Download or read book The Heartland written by Kristin L. Hoganson and published by Penguin. This book was released on 2020-04-21 with total page 434 pages. Available in PDF, EPUB and Kindle. Book excerpt: A history of a quintessentially American place--the rural and small town heartland--that uncovers deep yet hidden currents of connection with the world. When Kristin L. Hoganson arrived in Champaign, Illinois, after teaching at Harvard, studying at Yale, and living in the D.C. metro area with various stints overseas, she expected to find her new home, well, isolated. Even provincial. After all, she had landed in the American heartland, a place where the nation's identity exists in its pristine form. Or so we have been taught to believe. Struck by the gap between reputation and reality, she determined to get to the bottom of history and myth. The deeper she dug into the making of the modern heartland, the wider her story became as she realized that she'd uncovered an unheralded crossroads of people, commerce, and ideas. But the really interesting thing, Hoganson found, was that over the course of American history, even as the region's connections with the rest of the planet became increasingly dense and intricate, the idea of the rural Midwest as a steadfast heartland became a stronger and more stubbornly immovable myth. In enshrining a symbolic heart, the American people have repressed the kinds of stories that Hoganson tells, of sweeping breadth and depth and soul. In The Heartland, Kristin L. Hoganson drills deep into the center of the country, only to find a global story in the resulting core sample. Deftly navigating the disconnect between history and myth, she tracks both the backstory of this region and the evolution of the idea of an unalloyed heart at the center of the land. A provocative and highly original work of historical scholarship, The Heartland speaks volumes about pressing preoccupations, among them identity and community, immigration and trade, and security and global power. And food. To read it is to be inoculated against using the word "heartland" unironically ever again.

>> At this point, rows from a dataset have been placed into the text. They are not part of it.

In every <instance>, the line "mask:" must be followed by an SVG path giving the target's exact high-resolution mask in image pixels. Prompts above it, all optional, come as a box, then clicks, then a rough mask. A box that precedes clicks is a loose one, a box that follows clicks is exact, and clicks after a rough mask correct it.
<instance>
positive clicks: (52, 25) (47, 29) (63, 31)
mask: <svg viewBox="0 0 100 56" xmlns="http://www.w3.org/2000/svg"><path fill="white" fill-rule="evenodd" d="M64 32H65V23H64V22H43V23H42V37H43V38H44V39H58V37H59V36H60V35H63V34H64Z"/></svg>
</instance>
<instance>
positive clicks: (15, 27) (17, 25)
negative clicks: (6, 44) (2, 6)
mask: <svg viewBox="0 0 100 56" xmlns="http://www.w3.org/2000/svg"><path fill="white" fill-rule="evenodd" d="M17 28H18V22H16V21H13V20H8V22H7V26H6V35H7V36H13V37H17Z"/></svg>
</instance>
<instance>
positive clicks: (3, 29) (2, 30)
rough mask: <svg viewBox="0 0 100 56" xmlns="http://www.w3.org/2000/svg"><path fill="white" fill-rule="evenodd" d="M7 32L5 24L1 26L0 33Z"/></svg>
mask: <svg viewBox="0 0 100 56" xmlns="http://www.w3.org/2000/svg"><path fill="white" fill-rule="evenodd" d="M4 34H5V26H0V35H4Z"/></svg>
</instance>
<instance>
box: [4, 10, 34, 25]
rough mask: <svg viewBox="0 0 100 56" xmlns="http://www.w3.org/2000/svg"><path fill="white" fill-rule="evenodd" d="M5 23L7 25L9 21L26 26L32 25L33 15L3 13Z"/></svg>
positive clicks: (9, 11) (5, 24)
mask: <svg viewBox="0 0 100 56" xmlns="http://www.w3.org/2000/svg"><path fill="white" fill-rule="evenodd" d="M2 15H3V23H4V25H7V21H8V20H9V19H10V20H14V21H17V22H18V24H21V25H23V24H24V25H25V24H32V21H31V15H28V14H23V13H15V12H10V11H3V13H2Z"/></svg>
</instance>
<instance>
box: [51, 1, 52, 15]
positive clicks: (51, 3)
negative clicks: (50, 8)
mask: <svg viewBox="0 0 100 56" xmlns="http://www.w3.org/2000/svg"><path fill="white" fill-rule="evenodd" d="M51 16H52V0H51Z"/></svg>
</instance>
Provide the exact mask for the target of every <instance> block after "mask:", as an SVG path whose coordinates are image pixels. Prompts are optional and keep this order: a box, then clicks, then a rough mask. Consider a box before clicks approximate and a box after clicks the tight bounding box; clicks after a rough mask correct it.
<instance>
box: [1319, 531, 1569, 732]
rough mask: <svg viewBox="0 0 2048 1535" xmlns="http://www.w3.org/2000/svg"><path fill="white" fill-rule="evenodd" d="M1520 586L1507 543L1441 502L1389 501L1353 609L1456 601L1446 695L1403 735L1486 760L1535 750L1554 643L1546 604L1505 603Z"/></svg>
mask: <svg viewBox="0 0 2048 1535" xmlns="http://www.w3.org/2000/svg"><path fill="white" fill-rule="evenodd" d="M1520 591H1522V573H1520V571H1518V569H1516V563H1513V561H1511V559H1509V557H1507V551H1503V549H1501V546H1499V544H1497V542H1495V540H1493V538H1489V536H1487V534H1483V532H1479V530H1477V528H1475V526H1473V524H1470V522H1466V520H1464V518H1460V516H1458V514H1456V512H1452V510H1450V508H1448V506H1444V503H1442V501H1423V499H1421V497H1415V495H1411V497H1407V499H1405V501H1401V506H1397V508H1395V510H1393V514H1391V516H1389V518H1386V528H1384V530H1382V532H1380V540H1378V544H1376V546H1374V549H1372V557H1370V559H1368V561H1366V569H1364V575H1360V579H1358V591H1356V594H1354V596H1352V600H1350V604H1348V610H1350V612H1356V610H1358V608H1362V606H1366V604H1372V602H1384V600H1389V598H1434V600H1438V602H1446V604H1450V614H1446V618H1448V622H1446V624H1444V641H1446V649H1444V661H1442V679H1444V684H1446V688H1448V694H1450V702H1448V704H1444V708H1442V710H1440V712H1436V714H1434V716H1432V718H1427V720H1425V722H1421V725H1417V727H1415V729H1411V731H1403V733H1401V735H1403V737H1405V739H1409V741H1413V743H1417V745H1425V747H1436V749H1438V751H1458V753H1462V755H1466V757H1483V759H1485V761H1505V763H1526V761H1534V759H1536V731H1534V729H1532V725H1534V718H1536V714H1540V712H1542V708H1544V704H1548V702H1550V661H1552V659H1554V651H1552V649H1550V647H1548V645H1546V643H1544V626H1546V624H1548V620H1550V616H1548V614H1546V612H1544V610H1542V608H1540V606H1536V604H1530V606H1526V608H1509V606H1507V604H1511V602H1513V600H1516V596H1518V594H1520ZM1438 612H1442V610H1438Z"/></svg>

Download or read book American Popular Music written by Stephen Espie and published by . This book was released on 1987 with total page 68 pages. Available in PDF, EPUB and Kindle. Book excerpt:
Download or read book Queens of Noise written by Evelyn McDonnell and published by Da Capo Press. This book was released on 2013-07-09 with total page 362 pages. Available in PDF, EPUB and Kindle. Book excerpt: The first narrative biography of the Runaways, told with the participation ofmany of the band's surviving members.
Download or read book Heartland Heroes written by Andrea Boeshaar and published by Barbour Books. This book was released on 2010-05 with total page 0 pages. Available in PDF, EPUB and Kindle. Book excerpt: Three independent women butt heads with heroic men who are determined to set them straight in Iowa's heartland.